A ação faz parte da Operação “A Tropa”, que investiga a atuação de uma organização criminosa suspeita de envolvimento com tráfico interestadual de drogas e armas, além de lavagem de dinheiro.
Polícia também esteve no CT do Vasco
Além do imóvel onde David mora, os agentes estiveram no Centro de Treinamento Moacyr Barbosa, do Vasco, localizado em Jacarepaguá. A movimentação policial ocorreu durante o início das atividades do elenco e chamou a atenção de funcionários e demais profissionais que estavam no local.
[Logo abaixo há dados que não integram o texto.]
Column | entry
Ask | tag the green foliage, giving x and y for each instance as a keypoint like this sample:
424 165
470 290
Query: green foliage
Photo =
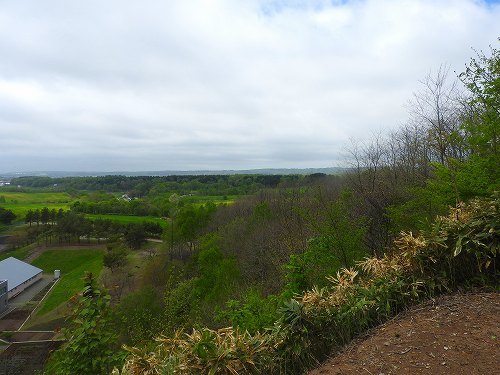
339 244
217 273
182 306
456 250
115 257
252 313
6 216
140 316
91 343
135 235
225 351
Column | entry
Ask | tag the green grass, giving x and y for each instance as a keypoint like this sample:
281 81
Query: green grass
20 209
20 253
21 203
35 197
73 265
126 219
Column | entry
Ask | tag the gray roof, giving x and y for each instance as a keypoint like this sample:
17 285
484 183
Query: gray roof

Imagens divulgadas nas redes sociais registraram a chegada das equipes policiais à residência do atleta para o cumprimento da ordem judicial.
Jogador foi levado para prestar depoimento
Após as diligências, David Corrêa compareceu à 14ª Delegacia de Polícia, no Leblon, Zona Sul do Rio de Janeiro, para prestar esclarecimentos.
O atacante chegou acompanhado por policiais e foi abordado por jornalistas na entrada da unidade. O jogador, entretanto, não falou com a imprensa.
Investigação envolve atletas e empresários
De acordo com a Polícia Civil do Espírito Santo, a investigação busca esclarecer uma possível ligação entre atletas profissionais, empresários e uma organização criminosa.
A operação contou com aproximadamente 100 policiais, 38 viaturas e dois helicópteros. As equipes cumpriram ordens judiciais em diferentes estados e no Distrito Federal, incluindo Rio de Janeiro, Espírito Santo, Goiás, Distrito Federal e São Paulo.
David não foi preso
Apesar de ter sido alvo de busca e apreensão, David Corrêa não foi preso durante a operação. O jogador prestou esclarecimentos às autoridades.
Até o momento, a Polícia Civil do Espírito Santo não divulgou qual seria a participação específica atribuída ao atacante na investigação. A apuração continua em andamento, e o cumprimento de um mandado de busca e apreensão não significa, por si só, que o investigado tenha sido considerado culpado de qualquer crime.